We made the mistake of renting Journey to the Center of the Earth (in 3D!). A bottle of wine did not fool us into believing this was a decent film. Oh, was it bad! Particularly painful was the scene of the thirteen-year-old receiving a call from his mom while battling an ocean squall--in the center of the earth. Man-eating plants, a T-Rex, characters falling hundreds of miles and landing without bruises, and characters being ejected from the center of the earth via a volcanic tube gushing magma and water without receiving burns or bruises are just a few of the treats awaiting viewers of this soon-to-be-classic movie.

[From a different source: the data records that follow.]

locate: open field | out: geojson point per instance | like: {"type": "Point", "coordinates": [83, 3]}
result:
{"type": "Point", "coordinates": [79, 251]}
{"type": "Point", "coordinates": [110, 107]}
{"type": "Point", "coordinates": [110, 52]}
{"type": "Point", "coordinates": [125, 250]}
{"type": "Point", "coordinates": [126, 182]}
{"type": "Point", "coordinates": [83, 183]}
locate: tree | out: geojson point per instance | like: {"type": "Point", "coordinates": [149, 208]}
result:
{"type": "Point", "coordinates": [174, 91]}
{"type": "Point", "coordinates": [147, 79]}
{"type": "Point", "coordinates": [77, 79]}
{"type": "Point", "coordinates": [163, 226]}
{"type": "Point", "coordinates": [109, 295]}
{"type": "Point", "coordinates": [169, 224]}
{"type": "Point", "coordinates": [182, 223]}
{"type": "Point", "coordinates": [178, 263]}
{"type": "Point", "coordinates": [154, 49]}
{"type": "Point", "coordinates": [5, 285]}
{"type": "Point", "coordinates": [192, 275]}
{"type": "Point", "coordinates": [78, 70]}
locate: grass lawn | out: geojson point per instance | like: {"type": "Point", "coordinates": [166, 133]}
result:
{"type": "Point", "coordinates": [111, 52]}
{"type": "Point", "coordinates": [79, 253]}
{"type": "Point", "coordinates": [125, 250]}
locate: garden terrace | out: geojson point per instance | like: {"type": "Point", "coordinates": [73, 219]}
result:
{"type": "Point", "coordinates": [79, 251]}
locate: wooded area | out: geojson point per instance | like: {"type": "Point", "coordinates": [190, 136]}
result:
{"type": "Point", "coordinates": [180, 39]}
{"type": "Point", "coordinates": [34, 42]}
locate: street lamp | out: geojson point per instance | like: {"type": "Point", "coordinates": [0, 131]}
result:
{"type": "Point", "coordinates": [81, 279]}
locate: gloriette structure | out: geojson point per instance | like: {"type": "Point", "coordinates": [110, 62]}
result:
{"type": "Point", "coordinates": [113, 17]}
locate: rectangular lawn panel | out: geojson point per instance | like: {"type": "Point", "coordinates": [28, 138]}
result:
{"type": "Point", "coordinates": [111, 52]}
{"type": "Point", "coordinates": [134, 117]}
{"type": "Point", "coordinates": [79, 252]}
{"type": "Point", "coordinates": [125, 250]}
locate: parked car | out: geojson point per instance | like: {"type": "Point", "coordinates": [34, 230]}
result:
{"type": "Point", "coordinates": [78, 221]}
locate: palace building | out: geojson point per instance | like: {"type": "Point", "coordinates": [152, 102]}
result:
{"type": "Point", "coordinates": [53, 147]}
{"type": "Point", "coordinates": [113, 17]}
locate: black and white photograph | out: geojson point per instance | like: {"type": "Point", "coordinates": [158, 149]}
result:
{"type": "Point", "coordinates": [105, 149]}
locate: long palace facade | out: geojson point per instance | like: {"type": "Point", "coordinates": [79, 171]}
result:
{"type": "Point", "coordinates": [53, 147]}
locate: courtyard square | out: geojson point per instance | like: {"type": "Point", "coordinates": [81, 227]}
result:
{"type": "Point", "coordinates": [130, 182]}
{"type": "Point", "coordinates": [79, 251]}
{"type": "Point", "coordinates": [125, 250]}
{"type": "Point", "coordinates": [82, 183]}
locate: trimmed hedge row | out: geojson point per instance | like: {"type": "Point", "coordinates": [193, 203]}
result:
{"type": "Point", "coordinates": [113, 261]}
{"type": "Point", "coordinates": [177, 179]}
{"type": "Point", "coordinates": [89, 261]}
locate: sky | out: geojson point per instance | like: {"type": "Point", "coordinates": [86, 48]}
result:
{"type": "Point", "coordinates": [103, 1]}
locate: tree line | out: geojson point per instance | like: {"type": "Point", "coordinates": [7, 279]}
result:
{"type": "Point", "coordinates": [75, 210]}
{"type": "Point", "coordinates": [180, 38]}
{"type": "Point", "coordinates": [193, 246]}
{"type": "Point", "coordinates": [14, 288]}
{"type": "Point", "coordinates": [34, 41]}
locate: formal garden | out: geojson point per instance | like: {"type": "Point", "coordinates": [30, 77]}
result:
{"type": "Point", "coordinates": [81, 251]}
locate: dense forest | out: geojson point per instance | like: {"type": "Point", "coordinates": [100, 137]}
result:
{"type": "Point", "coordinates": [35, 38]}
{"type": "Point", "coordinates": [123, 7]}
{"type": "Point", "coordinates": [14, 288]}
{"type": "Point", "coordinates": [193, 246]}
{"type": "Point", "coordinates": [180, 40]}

I have had two weeks of pleasant surprises on the nighttime reading front, however. Jon reads to me most nights before we go to sleep; we started the tradition in Korea when he thought it might help me sleep and we went through The Iliad and The Odyssey. Since then we've read things like the Epic of Gilgamesh, the Lord of the Rings trilogy, the Chronicles of Narnia series, and the Bible. On Christmas we started... Harry Potter. I have been firm in my resolve to NOT read any of the Harry Potter books for the last 5 1/2 years. I have been stubbornly resolved to stay off that particular bandwagon. The whole phenomenon just felt too cultish. It was talked about everywhere; people lined up to buy each new book at midnight on the release date. Creepy. Plus, I'm certain there was at least a hint of literary snobbishness in there somewhere (my M.A. thesis was on Shakespeare after all. Where in the world does pop children's sci-fi fit in my life?). However, we finished book one in a week, I'm almost embarrassed to say. I'm thoroughly enjoying Mr. Potter's adventures and find Rowling's narratives to be quite amusing. I frequently catch myself laughing out loud. I'm probably the one person on the planet to be this far behind the times, so surely no one needs my opinion or critique of this particular series, I'm just admitting I was ... wrong about it.